Personal information
- Full name: Tony Robert Jakobson
- Born: 17 December 1937 (age 88) Marylebone, London, England
- Batting: Right-handed
- Bowling: Right-arm fast-medium

Domestic team information
- 1960–1961: Oxford University

Career statistics
| Competition | First-class |
| Matches | 14 |
| Runs scored | 112 |
| Batting average | 9.33 |
| 100s/50s | –/– |
| Top score | 20 |
| Balls bowled | 2,762 |
| Wickets | 37 |
| Bowling average | 32.00 |
| 5 wickets in innings | 1 |
| 10 wickets in match | – |
| Best bowling | 5/61 |
| Catches/stumpings | 10/– |
- Source: Cricinfo, 18 May 2020

= Tony Jakobson =

English cricketer

Tony Robert Jakobson (born 17 December 1937) is an English former first-class cricketer.
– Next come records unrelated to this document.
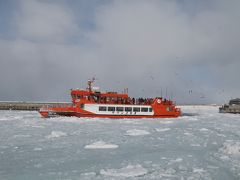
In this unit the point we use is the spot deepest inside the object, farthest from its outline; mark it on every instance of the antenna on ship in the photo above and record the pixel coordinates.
(90, 81)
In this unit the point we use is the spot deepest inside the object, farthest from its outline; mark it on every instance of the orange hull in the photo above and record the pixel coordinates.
(89, 103)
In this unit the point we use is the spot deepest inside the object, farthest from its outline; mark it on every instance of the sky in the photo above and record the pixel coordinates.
(185, 50)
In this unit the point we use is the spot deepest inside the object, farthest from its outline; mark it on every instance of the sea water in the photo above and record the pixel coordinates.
(203, 144)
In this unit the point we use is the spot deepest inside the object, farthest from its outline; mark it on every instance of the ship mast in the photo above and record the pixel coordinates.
(90, 81)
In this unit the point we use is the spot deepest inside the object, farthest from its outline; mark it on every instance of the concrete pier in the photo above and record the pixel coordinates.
(28, 106)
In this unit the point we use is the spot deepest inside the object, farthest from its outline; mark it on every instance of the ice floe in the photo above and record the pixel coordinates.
(128, 171)
(56, 134)
(101, 145)
(231, 148)
(137, 132)
(162, 129)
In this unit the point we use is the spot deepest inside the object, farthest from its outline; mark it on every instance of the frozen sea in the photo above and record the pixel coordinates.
(203, 144)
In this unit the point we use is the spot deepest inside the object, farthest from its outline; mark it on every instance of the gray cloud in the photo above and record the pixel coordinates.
(143, 45)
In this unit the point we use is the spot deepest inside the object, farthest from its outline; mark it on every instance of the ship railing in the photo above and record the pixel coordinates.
(50, 106)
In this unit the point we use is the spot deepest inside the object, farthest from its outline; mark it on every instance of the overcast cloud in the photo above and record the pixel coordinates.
(189, 48)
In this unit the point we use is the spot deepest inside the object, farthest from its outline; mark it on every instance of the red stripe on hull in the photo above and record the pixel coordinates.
(124, 116)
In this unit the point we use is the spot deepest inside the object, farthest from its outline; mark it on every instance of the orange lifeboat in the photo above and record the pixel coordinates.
(93, 103)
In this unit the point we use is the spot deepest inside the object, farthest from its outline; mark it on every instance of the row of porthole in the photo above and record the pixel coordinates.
(126, 109)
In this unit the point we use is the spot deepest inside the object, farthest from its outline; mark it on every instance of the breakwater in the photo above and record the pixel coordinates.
(28, 106)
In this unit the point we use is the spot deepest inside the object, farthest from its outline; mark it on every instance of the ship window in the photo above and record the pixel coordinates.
(82, 106)
(119, 108)
(144, 109)
(111, 108)
(102, 108)
(128, 109)
(136, 109)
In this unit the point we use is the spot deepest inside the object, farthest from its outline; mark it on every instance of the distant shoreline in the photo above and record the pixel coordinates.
(27, 106)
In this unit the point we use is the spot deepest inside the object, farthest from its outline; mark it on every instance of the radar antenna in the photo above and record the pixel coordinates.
(90, 81)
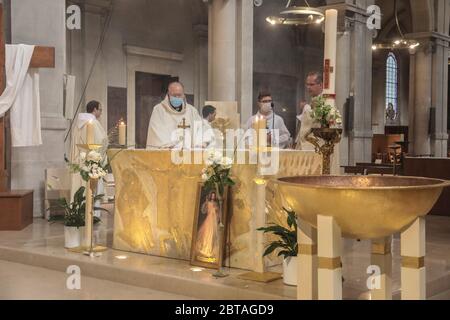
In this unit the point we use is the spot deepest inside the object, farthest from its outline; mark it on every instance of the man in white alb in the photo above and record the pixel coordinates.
(314, 85)
(171, 115)
(274, 122)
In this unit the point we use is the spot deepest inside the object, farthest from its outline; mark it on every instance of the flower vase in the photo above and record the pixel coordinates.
(324, 139)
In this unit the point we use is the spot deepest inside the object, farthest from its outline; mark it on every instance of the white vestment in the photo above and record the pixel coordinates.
(164, 130)
(79, 137)
(306, 124)
(209, 138)
(277, 123)
(21, 95)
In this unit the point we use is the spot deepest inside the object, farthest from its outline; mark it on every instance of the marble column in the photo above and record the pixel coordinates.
(201, 68)
(307, 262)
(382, 258)
(422, 100)
(222, 50)
(244, 88)
(329, 273)
(413, 276)
(354, 71)
(42, 23)
(439, 97)
(98, 84)
(360, 149)
(230, 71)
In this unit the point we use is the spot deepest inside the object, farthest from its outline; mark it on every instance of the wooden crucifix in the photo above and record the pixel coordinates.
(43, 57)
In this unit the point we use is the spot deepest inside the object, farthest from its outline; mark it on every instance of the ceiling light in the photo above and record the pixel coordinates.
(400, 43)
(196, 269)
(297, 15)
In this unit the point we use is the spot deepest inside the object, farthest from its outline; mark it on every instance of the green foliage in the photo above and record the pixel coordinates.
(287, 243)
(74, 213)
(321, 111)
(219, 177)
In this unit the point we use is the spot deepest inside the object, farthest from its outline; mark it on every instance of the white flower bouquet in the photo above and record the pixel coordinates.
(325, 115)
(216, 175)
(90, 166)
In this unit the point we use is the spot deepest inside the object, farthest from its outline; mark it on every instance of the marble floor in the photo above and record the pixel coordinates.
(41, 246)
(24, 282)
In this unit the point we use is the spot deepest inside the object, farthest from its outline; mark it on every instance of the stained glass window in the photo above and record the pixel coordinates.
(392, 82)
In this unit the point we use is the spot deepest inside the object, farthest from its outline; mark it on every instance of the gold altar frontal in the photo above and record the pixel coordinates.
(156, 200)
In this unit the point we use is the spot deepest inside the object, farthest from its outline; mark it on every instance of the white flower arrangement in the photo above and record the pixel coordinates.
(217, 173)
(325, 115)
(90, 166)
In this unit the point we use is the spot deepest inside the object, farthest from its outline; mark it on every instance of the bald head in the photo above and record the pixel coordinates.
(176, 89)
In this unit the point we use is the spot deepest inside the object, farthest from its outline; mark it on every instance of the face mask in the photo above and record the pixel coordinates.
(266, 107)
(176, 102)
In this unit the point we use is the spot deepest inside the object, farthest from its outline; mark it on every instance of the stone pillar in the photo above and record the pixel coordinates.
(413, 277)
(422, 100)
(244, 88)
(230, 72)
(360, 149)
(329, 272)
(222, 50)
(381, 257)
(42, 23)
(354, 71)
(307, 262)
(201, 68)
(98, 84)
(411, 102)
(439, 97)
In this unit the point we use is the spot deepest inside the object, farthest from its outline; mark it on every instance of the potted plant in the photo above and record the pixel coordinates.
(286, 245)
(73, 218)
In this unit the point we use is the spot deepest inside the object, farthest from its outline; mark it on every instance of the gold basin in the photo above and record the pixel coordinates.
(365, 207)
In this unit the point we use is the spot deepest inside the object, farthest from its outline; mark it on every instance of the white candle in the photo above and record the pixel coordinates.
(90, 133)
(330, 53)
(122, 133)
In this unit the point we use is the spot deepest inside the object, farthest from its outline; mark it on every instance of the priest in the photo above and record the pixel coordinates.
(79, 130)
(274, 122)
(314, 85)
(172, 117)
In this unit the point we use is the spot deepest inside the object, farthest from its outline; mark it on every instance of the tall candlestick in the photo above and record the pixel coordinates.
(122, 133)
(330, 55)
(90, 133)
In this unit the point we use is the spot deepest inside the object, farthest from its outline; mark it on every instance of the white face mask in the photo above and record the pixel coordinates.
(266, 107)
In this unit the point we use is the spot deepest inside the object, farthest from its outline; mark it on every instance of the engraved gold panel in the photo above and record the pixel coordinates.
(155, 202)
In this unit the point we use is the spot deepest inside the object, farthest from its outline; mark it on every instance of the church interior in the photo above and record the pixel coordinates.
(99, 200)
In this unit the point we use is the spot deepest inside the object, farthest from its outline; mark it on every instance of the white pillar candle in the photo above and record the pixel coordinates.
(90, 133)
(122, 133)
(330, 54)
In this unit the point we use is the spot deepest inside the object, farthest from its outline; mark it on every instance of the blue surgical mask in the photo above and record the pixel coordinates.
(176, 102)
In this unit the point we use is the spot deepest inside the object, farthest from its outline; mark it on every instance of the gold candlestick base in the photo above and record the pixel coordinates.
(331, 137)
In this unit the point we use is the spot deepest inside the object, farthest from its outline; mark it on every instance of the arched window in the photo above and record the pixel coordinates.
(391, 86)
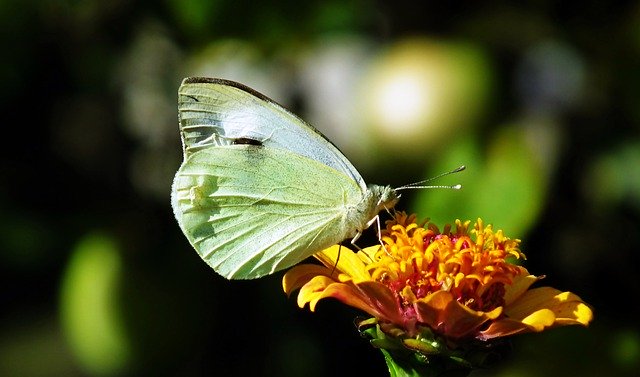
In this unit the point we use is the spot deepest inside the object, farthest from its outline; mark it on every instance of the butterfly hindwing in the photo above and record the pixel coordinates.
(251, 210)
(217, 112)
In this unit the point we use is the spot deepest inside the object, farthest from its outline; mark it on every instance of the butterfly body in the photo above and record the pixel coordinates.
(259, 190)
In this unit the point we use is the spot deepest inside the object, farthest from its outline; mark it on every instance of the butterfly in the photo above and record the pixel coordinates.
(259, 189)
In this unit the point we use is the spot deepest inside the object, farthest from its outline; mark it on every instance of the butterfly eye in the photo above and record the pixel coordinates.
(246, 141)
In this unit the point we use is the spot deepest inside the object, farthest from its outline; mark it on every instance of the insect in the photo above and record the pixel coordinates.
(259, 189)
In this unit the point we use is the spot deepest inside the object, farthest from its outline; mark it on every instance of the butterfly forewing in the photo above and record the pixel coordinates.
(215, 112)
(250, 211)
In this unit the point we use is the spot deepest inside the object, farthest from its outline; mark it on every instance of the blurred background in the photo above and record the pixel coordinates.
(541, 101)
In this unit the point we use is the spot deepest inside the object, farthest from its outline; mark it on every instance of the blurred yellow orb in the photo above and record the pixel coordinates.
(418, 91)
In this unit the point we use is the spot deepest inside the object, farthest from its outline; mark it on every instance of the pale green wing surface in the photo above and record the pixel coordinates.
(217, 112)
(250, 210)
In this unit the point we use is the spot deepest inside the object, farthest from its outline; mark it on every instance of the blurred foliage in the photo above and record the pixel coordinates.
(539, 100)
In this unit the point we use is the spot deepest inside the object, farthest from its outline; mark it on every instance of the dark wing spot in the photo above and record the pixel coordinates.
(246, 141)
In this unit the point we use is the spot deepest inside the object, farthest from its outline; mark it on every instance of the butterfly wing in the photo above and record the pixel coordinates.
(217, 112)
(251, 210)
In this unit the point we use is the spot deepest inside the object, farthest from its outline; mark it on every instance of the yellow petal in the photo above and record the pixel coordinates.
(567, 307)
(312, 289)
(540, 319)
(345, 260)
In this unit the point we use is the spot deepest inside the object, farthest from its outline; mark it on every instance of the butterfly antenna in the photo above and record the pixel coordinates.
(421, 184)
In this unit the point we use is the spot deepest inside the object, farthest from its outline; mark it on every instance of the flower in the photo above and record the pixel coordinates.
(458, 284)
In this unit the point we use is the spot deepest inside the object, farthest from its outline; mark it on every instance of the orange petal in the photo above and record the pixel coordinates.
(382, 300)
(519, 286)
(300, 275)
(345, 261)
(451, 318)
(503, 327)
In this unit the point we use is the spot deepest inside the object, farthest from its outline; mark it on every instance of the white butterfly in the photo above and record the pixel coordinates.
(259, 189)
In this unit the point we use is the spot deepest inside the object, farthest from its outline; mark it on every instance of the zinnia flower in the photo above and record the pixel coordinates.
(444, 289)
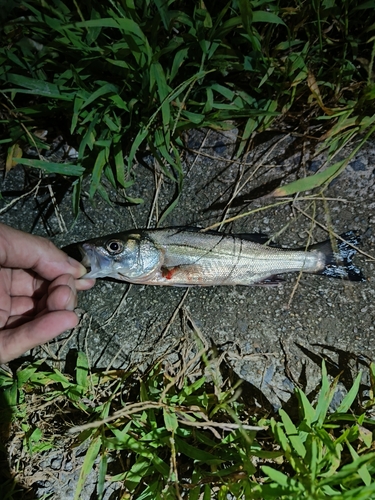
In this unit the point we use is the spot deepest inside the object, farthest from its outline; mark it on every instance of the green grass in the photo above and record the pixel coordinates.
(166, 436)
(124, 79)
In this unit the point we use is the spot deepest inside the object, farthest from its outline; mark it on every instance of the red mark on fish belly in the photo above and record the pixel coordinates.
(168, 273)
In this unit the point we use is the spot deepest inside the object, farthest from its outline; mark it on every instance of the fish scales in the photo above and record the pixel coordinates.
(225, 259)
(186, 257)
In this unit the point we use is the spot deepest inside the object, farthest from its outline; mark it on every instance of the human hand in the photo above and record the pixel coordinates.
(38, 291)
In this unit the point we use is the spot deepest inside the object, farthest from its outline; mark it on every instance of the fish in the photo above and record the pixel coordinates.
(189, 257)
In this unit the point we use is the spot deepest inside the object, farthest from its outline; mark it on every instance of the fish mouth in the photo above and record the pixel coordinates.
(92, 262)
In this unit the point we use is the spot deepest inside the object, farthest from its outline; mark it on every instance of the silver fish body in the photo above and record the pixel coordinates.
(181, 257)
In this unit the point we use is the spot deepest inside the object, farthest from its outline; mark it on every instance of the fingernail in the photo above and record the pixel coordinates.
(85, 283)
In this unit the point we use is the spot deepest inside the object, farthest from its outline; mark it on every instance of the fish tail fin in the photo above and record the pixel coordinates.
(339, 262)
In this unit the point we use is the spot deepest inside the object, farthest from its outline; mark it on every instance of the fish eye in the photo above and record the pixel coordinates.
(114, 246)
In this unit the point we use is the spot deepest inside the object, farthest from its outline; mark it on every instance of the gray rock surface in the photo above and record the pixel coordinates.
(272, 337)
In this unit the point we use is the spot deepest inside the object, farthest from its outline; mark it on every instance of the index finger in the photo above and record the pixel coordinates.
(27, 251)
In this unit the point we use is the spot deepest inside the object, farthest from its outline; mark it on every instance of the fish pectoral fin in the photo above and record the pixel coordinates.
(270, 281)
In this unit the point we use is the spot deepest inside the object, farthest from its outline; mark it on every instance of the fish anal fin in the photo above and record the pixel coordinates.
(270, 281)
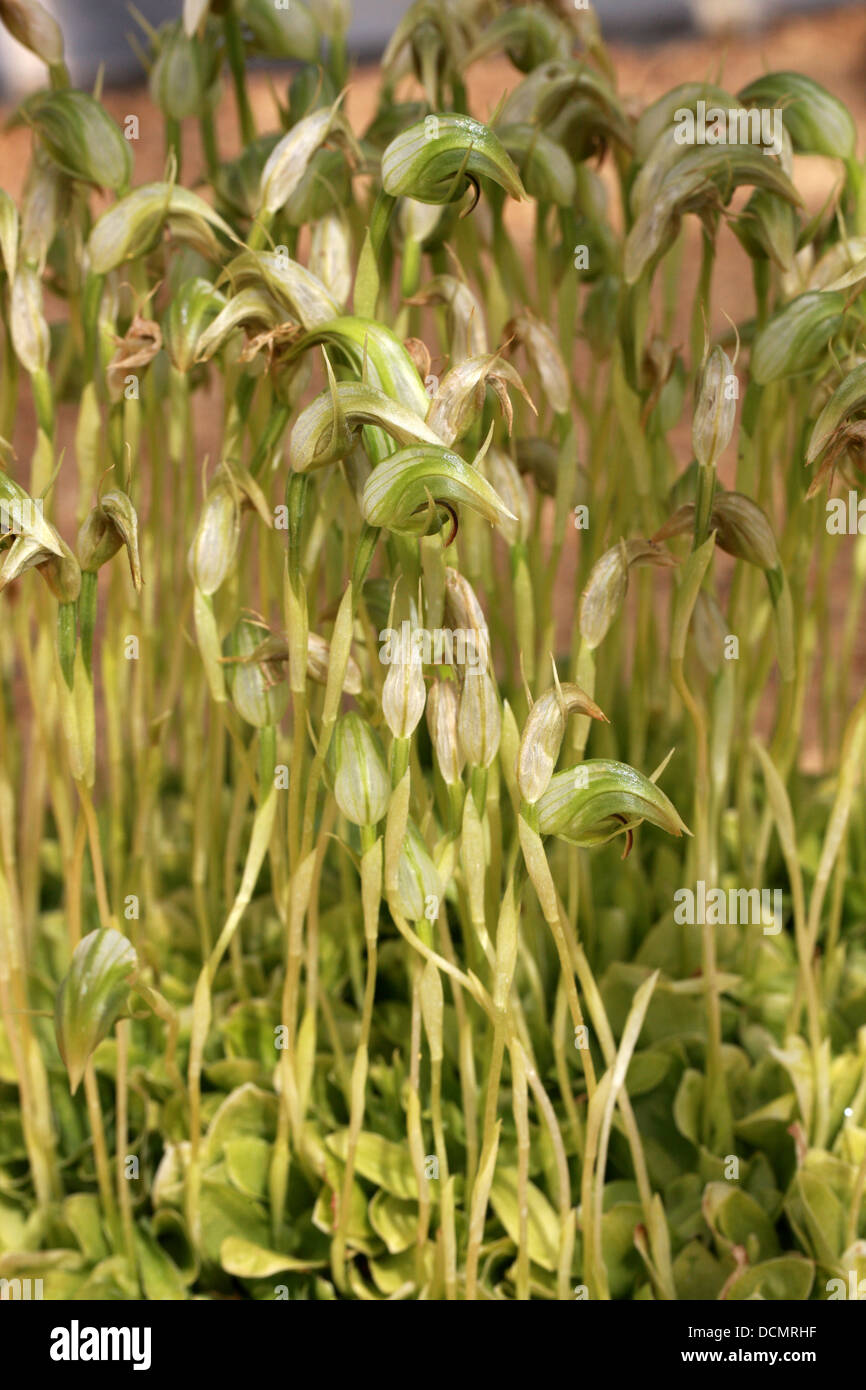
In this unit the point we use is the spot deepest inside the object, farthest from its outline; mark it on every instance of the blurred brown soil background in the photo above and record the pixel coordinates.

Jakobson was born at Marylebone in December 1937. He was educated at Charterhouse School, before going up to University College, Oxford. While studying at Oxford, he played first-class cricket for Oxford University, making his debut against the Free Foresters at Oxford in 1960. He played first-class cricket for Oxford until 1961, making a total of fourteen appearances. Playing primarily as a right-arm fast-medium bowler, he took a total of 37 wickets in his fourteen first-class matches at an average of 32.00 and best figures of 5 for 61, which represented his only five wicket haul. As a batsman, he scored 112 runs with a high score of 20.

Jakobson later became a horse racing tipster at Newmarket, where he wrote the Pin Money column in the Newmarket Journal for nearly fifty years, before stepping down in May 2020.